Le orchidee trovano sempre il modo di sorprendere…così dopo alcune stagioni di solo sviluppo vegetativo, ecco infine alcune agognate fioriture.
I quattro Dendrobium per i quali mi accingo a mostrarvi semplicemente le foto sono:
Dendrobium jenkinsii del quale potrete leggere un bell’articolo qui e Dendrobium tetragonum brillantemente descritto da Alberto in questo bell’articolo.
Dendrobium jenkinsiiIl primo dei due, D. jenkinsii, è una divisione proveniente dalla collezione Guido De Vidi, della quale ho avuto modo di apprezzare lo scorso anno la bellezza di un singolo, sparuto fiore.
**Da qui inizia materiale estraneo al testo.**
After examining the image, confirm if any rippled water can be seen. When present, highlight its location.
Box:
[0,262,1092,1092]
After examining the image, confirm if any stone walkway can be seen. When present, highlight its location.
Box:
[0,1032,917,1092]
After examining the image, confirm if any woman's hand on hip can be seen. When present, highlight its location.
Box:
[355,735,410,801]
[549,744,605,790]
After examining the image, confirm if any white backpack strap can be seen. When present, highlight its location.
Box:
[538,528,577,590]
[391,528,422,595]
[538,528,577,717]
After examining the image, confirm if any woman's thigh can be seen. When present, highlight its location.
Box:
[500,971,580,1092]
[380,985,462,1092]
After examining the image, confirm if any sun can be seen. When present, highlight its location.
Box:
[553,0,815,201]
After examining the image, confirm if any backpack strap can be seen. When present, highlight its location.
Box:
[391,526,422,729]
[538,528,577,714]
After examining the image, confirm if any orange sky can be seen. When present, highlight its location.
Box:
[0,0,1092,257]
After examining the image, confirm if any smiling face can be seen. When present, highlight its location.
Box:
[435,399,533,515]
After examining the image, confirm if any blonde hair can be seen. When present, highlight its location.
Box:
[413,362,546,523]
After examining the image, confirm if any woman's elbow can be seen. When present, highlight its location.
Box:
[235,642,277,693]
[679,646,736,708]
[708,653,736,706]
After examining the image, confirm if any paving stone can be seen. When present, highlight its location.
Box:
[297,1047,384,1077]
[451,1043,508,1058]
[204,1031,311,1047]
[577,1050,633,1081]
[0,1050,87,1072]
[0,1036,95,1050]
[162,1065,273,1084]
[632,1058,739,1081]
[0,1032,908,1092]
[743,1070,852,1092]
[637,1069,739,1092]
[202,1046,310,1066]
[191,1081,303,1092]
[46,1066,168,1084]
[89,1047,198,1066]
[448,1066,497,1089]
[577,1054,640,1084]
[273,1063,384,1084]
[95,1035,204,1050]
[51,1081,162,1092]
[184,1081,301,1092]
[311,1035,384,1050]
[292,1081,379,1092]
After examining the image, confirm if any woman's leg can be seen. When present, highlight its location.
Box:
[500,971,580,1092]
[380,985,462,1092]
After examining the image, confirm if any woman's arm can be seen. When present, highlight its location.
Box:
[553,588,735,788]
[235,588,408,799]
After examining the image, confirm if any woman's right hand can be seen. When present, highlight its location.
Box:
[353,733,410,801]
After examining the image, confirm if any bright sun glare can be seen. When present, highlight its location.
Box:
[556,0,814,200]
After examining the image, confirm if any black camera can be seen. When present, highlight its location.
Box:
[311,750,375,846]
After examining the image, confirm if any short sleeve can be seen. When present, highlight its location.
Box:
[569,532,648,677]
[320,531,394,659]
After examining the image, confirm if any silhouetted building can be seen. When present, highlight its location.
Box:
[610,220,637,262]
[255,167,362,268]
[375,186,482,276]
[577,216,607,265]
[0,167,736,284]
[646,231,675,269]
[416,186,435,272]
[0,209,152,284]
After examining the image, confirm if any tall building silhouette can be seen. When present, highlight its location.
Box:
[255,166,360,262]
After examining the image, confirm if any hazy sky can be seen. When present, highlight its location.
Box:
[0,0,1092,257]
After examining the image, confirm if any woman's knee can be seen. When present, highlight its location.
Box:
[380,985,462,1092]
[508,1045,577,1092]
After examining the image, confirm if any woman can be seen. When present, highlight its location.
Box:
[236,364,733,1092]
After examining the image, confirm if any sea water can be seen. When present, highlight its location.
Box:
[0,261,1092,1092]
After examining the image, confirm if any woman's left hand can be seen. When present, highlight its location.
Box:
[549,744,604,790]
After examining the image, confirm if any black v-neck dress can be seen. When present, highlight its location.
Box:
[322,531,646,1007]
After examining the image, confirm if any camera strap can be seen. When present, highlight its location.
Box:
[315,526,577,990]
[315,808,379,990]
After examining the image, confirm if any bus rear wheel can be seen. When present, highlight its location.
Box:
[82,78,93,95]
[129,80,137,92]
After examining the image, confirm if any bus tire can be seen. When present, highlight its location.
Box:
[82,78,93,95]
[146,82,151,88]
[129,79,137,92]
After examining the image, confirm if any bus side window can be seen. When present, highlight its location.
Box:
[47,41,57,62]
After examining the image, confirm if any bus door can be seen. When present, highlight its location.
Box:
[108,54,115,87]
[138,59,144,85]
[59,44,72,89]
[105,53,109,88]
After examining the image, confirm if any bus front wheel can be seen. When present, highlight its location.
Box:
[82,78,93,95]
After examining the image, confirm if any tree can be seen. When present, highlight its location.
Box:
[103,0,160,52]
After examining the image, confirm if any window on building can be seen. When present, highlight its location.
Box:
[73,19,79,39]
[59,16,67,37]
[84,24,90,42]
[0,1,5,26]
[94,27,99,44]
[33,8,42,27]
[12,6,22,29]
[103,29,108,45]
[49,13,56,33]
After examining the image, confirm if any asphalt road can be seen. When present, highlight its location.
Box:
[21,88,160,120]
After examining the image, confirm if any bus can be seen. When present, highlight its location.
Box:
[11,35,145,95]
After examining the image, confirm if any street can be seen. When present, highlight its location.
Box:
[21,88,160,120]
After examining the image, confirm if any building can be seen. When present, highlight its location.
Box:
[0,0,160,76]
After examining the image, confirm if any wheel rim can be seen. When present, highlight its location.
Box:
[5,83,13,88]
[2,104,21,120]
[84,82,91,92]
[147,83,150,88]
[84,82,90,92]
Quest’anno invece, vuoi la fortuna, vuoi l’esperienza maturata, mi hanno regalato ben quattro fiori sebbene altri steli siano stati abortiti per non so ben quale motivo.
Il fiore è di un delicato color albicocca, e come spesso accade nel modo delle orchidee, il fiore supera di gran lunga le dimensioni del fusto che lo porta.
Nei luoghi di origine è conosciuto con il nome comune di Shwe-wa-galay, Shwe-war-gale.